Seven benefits of a good banking relationship:
- Help securing financing.
- Access to crucial insight on the local economy and business environment.
- Ability to negotiate better interest rates and lower fees.
- Thoughtful recommendations for products and services.
- Access to your bankers network, Including industry contacts and the local business community.
- An advocate for your business to the banks Executive Management team.
- A trusted third party, providing valuable feedback, advice, and perspective.
How to Cultivate a Relationship Wih Your Banker
No matter how big or small your business is, it is important to start building a relationship with your banker as soon as possible.
Weather you bank with a Branch Manager, Business Banker or Commercial Banker, a business relationship with your banker is similar to any personal relationship, a good banking relationship is a two-way street, it needs to be beneficial for both sides.
Six actions to consider taking with your banker:
- Try to connect in person when possible.
- Explain your business plan.
- Make sure your banker understands your business, industry, industry position, and value proposition.
- Make sure your banker understands your vision and how you intend to grow your business.
- Schedule quarterly meetings to update your banker on new developments.
- Be honest and share information. If you have cashflow problems or financial difficulties, let them know.
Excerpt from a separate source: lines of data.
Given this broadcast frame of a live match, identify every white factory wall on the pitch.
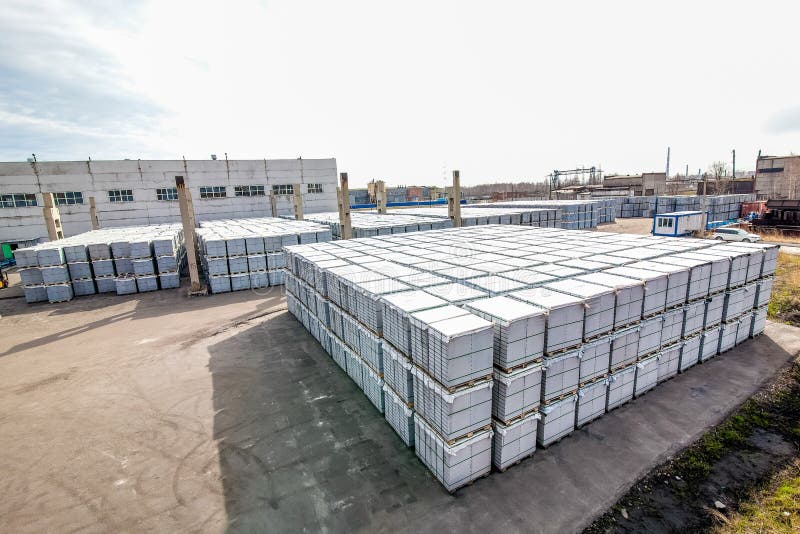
[0,158,337,242]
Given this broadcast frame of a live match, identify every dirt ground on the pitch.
[597,217,653,235]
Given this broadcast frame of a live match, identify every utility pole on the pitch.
[42,193,64,241]
[447,171,461,228]
[338,172,353,239]
[375,180,386,215]
[89,197,100,230]
[702,173,708,237]
[269,189,278,217]
[292,184,303,221]
[666,147,669,180]
[175,176,206,296]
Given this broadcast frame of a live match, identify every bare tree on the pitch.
[708,161,731,195]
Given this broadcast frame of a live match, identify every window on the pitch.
[53,191,83,206]
[0,193,36,208]
[108,189,133,202]
[233,185,265,197]
[272,184,294,195]
[156,187,178,201]
[200,185,228,198]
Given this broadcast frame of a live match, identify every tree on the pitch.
[708,161,731,195]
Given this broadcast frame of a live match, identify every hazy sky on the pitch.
[0,0,800,185]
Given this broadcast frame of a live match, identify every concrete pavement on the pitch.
[0,290,800,533]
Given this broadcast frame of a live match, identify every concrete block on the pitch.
[492,413,540,471]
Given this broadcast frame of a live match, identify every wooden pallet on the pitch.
[495,357,544,375]
[444,423,492,447]
[578,373,608,389]
[609,362,636,374]
[583,329,613,343]
[544,343,583,358]
[493,406,539,426]
[542,389,578,406]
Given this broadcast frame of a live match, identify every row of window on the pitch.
[0,193,36,208]
[0,184,322,208]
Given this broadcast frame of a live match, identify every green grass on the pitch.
[767,252,800,326]
[716,459,800,534]
[677,400,772,481]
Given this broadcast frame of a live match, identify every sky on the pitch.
[0,0,800,187]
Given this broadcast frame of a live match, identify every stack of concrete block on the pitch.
[15,224,185,302]
[286,225,777,490]
[388,204,561,228]
[614,194,756,221]
[197,217,331,293]
[469,199,604,230]
[305,210,453,239]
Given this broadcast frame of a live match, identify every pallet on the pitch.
[495,357,544,375]
[544,342,583,358]
[578,373,608,389]
[542,389,578,406]
[492,406,539,426]
[412,366,494,395]
[609,362,636,374]
[634,349,661,363]
[583,329,613,343]
[440,423,492,447]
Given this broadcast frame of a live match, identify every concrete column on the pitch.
[375,180,386,214]
[175,176,204,295]
[269,189,278,217]
[89,197,100,230]
[338,172,353,239]
[292,184,303,221]
[447,171,461,228]
[42,193,64,241]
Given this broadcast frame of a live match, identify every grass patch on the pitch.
[767,252,800,326]
[675,400,772,481]
[752,225,800,245]
[716,459,800,534]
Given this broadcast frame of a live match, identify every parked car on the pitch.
[711,228,761,243]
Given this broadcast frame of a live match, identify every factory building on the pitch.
[603,172,667,196]
[0,158,337,243]
[755,154,800,199]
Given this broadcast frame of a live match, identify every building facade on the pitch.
[603,172,667,196]
[0,158,338,243]
[755,155,800,199]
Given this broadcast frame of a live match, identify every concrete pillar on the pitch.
[447,171,461,228]
[375,180,386,214]
[338,172,353,239]
[269,190,278,217]
[42,193,64,241]
[89,197,100,230]
[292,184,303,221]
[175,176,205,295]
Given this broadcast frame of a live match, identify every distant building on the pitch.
[0,158,338,243]
[755,156,800,199]
[603,172,667,197]
[697,178,755,195]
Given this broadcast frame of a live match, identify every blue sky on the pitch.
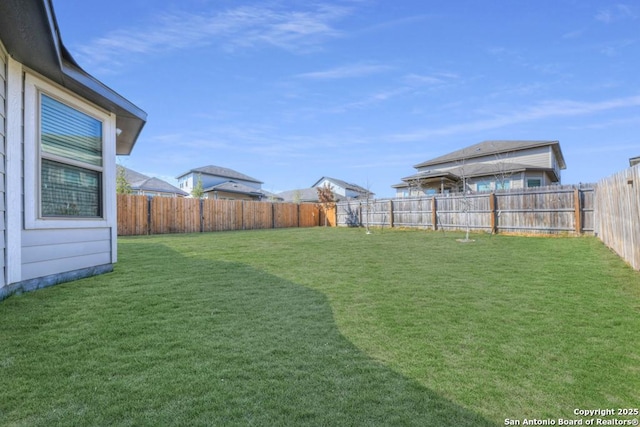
[53,0,640,197]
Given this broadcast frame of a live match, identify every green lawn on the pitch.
[0,228,640,426]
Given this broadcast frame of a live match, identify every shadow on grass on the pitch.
[0,240,495,426]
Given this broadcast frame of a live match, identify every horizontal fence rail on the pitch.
[117,194,324,236]
[336,186,595,234]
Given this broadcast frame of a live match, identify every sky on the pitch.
[53,0,640,198]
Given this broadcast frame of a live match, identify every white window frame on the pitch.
[24,73,116,229]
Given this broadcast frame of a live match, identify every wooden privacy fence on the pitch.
[336,186,594,234]
[118,194,324,236]
[595,166,640,270]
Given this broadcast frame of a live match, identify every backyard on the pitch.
[0,227,640,426]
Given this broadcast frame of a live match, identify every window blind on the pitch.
[40,94,102,166]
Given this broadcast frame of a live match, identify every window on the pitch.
[477,181,491,192]
[40,93,102,218]
[496,179,511,190]
[527,178,542,187]
[23,73,116,229]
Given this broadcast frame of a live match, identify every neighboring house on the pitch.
[392,141,566,197]
[278,176,374,203]
[0,0,146,299]
[118,165,189,197]
[312,176,374,199]
[278,187,324,203]
[178,165,271,200]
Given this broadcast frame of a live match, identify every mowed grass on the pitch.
[0,228,640,426]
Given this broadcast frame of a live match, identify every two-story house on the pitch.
[0,0,147,299]
[392,141,566,197]
[177,165,269,200]
[118,165,189,197]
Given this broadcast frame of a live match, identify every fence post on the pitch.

Transparency goes a long way in developing trust.
Racial inequalities surrounding access to capital for business owners is an undeniable reality and problem in America.
We believe more productive conversations, education, and political action are necessary in order to close the racial funding gap.
Come Correct and They Can’t Stop you is a call to black and minority business owners to educate and prepare themselves for success and access to capital.
Understanding your business, banks requirements, and building relationships with your banker can go a long way towards higher approval rates among Black and Minority business owners.